おめでとうございます。神奈川みなみ医療生協70周年

2020年12月25日

今年は、神奈川みなみ医療生協の前身である横須賀生協が、消費生活協同組合法(生協法)に基づき設立認可を受けて70周年となります。
戦後の生協運動は、賀川豊彦・山本秋・菊田一雄の諸先輩など、戦前から消費者運動に取り組んできた人たちが日本協同組合同盟(日協同盟)を創るところからスタートします。この創立大会では、食糧難打開の決議が採択されています。
神奈川県下でも終戦の年の12月には神奈川支部が結成され、翌年の1月には川崎地区生活協同組合準備会がつくられました。

住む家もなく、失業者のあふれる街。大きな工場では、働く人に食べ物、特に米を提供する必要に迫られていました。地域でも、食べ物の確保は緊急の課題であり、食料要求・獲得のための組織として、生協をつくる運動が町内会ごとにおきました。
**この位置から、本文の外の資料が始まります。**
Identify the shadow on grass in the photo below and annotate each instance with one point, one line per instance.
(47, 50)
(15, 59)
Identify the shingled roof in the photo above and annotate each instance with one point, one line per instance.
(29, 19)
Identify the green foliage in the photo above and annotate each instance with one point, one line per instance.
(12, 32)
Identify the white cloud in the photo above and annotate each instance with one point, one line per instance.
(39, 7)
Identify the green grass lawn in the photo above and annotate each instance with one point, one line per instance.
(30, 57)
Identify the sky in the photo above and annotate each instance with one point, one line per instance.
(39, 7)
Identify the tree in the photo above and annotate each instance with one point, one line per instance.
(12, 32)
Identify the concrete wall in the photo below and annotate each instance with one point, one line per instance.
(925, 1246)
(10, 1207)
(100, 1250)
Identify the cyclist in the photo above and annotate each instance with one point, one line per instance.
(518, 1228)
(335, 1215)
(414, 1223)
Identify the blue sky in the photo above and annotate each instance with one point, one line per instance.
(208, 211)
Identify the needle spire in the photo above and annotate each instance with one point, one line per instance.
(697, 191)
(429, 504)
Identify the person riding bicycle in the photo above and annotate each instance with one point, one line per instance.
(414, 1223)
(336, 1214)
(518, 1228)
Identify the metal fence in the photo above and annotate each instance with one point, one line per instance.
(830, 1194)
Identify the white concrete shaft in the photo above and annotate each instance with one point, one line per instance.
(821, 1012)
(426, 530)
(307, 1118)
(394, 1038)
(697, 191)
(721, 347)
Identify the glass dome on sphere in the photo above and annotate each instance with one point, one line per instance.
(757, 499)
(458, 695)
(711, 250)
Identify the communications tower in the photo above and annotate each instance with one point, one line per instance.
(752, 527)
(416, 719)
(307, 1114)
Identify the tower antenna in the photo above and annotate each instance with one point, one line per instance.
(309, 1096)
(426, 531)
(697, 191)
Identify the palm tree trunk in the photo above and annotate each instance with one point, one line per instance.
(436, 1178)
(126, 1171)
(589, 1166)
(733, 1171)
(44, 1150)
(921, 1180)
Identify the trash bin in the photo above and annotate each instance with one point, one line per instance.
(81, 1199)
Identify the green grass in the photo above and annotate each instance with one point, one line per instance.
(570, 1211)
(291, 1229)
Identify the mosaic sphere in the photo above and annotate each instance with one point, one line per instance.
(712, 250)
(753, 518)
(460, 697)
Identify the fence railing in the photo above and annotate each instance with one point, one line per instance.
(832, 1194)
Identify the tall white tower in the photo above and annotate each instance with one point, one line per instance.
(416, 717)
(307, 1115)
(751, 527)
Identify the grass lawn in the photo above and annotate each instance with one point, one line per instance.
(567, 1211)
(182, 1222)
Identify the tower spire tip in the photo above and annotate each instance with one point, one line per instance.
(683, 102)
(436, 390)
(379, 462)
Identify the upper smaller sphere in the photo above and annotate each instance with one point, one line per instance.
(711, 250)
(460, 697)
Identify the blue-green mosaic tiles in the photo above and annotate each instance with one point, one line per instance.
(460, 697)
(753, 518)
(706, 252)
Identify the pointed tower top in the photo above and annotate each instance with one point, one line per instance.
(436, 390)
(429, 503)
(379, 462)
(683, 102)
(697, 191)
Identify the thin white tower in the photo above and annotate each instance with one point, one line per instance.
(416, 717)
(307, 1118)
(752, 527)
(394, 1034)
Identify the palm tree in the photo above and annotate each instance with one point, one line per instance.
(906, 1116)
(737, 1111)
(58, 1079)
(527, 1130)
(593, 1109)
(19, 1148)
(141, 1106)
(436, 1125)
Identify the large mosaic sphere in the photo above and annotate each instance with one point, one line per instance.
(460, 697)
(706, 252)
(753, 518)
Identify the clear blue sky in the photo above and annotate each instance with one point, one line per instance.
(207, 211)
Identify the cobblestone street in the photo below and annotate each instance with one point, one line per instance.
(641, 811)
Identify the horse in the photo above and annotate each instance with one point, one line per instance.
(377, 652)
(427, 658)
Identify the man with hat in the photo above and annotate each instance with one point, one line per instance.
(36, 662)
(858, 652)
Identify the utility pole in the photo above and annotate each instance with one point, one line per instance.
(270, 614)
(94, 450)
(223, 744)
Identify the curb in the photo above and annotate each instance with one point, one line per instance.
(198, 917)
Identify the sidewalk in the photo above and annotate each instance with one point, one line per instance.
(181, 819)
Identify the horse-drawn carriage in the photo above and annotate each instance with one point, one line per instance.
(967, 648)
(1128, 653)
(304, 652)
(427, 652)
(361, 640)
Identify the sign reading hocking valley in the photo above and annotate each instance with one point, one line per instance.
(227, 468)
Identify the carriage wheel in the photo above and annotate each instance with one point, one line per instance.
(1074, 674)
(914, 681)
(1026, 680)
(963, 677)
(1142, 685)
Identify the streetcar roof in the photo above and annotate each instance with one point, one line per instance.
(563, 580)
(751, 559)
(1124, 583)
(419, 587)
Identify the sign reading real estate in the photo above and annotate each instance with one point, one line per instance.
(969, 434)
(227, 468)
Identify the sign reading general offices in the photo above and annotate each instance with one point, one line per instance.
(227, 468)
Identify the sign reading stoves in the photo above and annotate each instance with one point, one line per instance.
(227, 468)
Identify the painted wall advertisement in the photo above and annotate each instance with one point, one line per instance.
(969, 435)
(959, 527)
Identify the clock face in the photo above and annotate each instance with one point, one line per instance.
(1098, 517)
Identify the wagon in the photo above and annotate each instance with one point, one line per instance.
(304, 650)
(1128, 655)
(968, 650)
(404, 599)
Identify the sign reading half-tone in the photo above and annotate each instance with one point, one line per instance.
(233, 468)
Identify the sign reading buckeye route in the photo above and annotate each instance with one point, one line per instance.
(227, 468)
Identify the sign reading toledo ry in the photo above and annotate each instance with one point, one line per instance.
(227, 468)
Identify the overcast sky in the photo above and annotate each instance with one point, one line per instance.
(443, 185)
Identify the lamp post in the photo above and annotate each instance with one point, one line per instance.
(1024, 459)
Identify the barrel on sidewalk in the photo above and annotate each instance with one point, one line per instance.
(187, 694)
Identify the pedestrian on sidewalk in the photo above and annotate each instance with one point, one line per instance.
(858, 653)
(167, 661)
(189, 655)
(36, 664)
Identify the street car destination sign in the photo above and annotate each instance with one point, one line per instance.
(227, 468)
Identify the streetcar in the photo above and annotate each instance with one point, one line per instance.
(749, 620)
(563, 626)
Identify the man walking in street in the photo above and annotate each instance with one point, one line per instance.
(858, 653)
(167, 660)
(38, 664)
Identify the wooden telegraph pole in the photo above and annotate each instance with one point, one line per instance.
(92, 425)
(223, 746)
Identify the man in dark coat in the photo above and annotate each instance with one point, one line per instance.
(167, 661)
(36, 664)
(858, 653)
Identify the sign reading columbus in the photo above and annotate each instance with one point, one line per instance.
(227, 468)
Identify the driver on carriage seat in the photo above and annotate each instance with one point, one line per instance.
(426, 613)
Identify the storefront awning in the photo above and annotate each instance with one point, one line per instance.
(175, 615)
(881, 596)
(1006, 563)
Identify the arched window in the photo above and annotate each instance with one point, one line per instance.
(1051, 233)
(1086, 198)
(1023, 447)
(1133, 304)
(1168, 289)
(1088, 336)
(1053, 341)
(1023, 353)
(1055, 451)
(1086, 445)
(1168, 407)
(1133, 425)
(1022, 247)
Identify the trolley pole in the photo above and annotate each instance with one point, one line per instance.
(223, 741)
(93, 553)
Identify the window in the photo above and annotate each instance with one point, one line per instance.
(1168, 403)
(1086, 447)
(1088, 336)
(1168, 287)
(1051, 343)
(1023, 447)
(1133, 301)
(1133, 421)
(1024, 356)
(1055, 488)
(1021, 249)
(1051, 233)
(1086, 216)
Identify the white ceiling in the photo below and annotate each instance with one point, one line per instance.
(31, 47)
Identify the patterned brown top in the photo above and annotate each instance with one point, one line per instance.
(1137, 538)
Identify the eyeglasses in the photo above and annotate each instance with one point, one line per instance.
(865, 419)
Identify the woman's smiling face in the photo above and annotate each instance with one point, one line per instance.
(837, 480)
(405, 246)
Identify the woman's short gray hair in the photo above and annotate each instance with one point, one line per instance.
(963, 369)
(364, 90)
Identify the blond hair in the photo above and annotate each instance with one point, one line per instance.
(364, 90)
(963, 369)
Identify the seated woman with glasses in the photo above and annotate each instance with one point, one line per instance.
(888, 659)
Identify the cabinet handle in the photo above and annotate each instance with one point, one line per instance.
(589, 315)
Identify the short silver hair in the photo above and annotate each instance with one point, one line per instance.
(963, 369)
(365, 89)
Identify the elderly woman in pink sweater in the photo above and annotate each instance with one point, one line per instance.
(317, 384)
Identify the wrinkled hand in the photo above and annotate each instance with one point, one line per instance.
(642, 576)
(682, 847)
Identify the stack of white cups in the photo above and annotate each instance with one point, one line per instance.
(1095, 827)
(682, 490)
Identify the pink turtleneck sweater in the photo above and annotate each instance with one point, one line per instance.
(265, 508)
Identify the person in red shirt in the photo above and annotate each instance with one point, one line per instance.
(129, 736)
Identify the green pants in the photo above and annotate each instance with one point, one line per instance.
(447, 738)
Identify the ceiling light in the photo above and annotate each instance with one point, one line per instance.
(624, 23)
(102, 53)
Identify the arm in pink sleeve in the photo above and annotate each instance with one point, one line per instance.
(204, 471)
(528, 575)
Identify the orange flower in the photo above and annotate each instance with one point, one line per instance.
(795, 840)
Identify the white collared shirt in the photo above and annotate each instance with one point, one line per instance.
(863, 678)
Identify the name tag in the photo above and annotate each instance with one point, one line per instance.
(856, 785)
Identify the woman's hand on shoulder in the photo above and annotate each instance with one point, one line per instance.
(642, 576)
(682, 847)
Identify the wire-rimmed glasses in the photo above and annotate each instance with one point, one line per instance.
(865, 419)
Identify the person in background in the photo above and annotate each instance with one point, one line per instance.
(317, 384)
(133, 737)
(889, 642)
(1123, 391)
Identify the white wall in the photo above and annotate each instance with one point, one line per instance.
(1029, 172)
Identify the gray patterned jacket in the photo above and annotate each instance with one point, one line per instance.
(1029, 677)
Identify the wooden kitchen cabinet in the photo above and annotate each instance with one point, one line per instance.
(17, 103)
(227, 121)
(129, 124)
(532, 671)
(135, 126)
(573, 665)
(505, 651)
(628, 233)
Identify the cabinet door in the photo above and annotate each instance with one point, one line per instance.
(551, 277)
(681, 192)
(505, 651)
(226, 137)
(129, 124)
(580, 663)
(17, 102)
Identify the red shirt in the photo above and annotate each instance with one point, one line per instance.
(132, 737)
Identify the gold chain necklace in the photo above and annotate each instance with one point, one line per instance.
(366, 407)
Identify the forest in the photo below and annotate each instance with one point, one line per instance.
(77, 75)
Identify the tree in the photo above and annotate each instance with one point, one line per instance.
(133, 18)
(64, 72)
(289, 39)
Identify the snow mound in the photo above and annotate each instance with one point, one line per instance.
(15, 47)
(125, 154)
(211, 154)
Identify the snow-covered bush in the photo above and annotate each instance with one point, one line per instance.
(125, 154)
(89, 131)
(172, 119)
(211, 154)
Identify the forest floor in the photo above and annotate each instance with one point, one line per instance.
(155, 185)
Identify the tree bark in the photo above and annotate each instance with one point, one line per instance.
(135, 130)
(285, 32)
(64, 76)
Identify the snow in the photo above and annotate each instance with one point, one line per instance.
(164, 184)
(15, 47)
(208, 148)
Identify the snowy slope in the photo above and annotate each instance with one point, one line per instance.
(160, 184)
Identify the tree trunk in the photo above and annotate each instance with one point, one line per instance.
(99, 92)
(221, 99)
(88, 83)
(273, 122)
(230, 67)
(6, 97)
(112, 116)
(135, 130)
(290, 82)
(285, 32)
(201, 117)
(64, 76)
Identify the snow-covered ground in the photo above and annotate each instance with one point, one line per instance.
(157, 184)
川崎では、佐々木虎三郎さん、山本秋さん達が労働組合と共同して生協設立の準備をすすめ、46年7月6日の国際協同組合デーの日に川崎生協の創立総会を開催し、職域23、地域33の支部を持つ全市単一の生協としてスタート。横浜では菊田一雄さん・岩山信さん達を中心に生協設立の準備が進められ、戦後第2回目の横浜メーデーでは実行委員会の提案で「横浜に全市一本の生協の設立」が決議され、47年9月28日、南区弘明寺の横浜商工会館講堂で横浜生協の創立総会が開催されました。
同じ時期の47年10月には、市民のくらしを守る運動の先頭に立って活動していた加藤勇さん達によって横須賀生協が設立されました。
これらの生協設立の時代は、戦前からの産業組合法の時代です。現在の消費生活協同組合法(生協法)は48年7月1日に成立し、同年10月1日に施行されました。そして生協も改めて生協法の下で設立の認可を受け、横須賀生協は50年11月18日に設立認可を受けました。

戦後の混乱が色濃く、荒廃した生活の中から生活物資を求めて立ち上がった市民達により生まれた生協ですが、事業は拡大しても資金が追い付かず、どの生協でも経営は困難を極めました。49年に入ると「ドッジライン」とシャープ税制の実施で、各企業の人員整理や倒産、工場閉鎖が相次ぎました。横浜生協でも川崎、横須賀生協でも職場支部が壊滅し、商品代金も回収できないような状況になってしまいました。
このような苦労の時代ですが、52年の12月には、横須賀生協の創立4周年で1,200人の参加で「音楽と映画の夕べ」を開催したとの記録が残っています。

設立当初は、横須賀生協は購買生協でしたが、55年に衣笠診療所を開設し、全国でも数少ない購買・医療併設の生協となりました。
73年7月から75年10月までの間は、大窪敬三・横須賀生協理事長に神奈川県生協連の会長職を担って頂いています。
その後、76年11月14日に購買事業と医療事業の分離の総代会を行い、医療事業は横須賀生協、購買事業は77年3月20日に設立の神奈川みなみ生協となりました。
現在の「神奈川みなみ医療生協」の名称は、1983年5月29日の総代会議決によります。

70周年を迎えて、改めて地域の皆さま、組合員・役職員の皆さま、関係行政の皆さまに感謝申し上げます。
これからも「安全」「安心」「信頼」の保健・医療・介護サービスを誠実に提供し、安心して住み続けられるまちづくりに貢献します。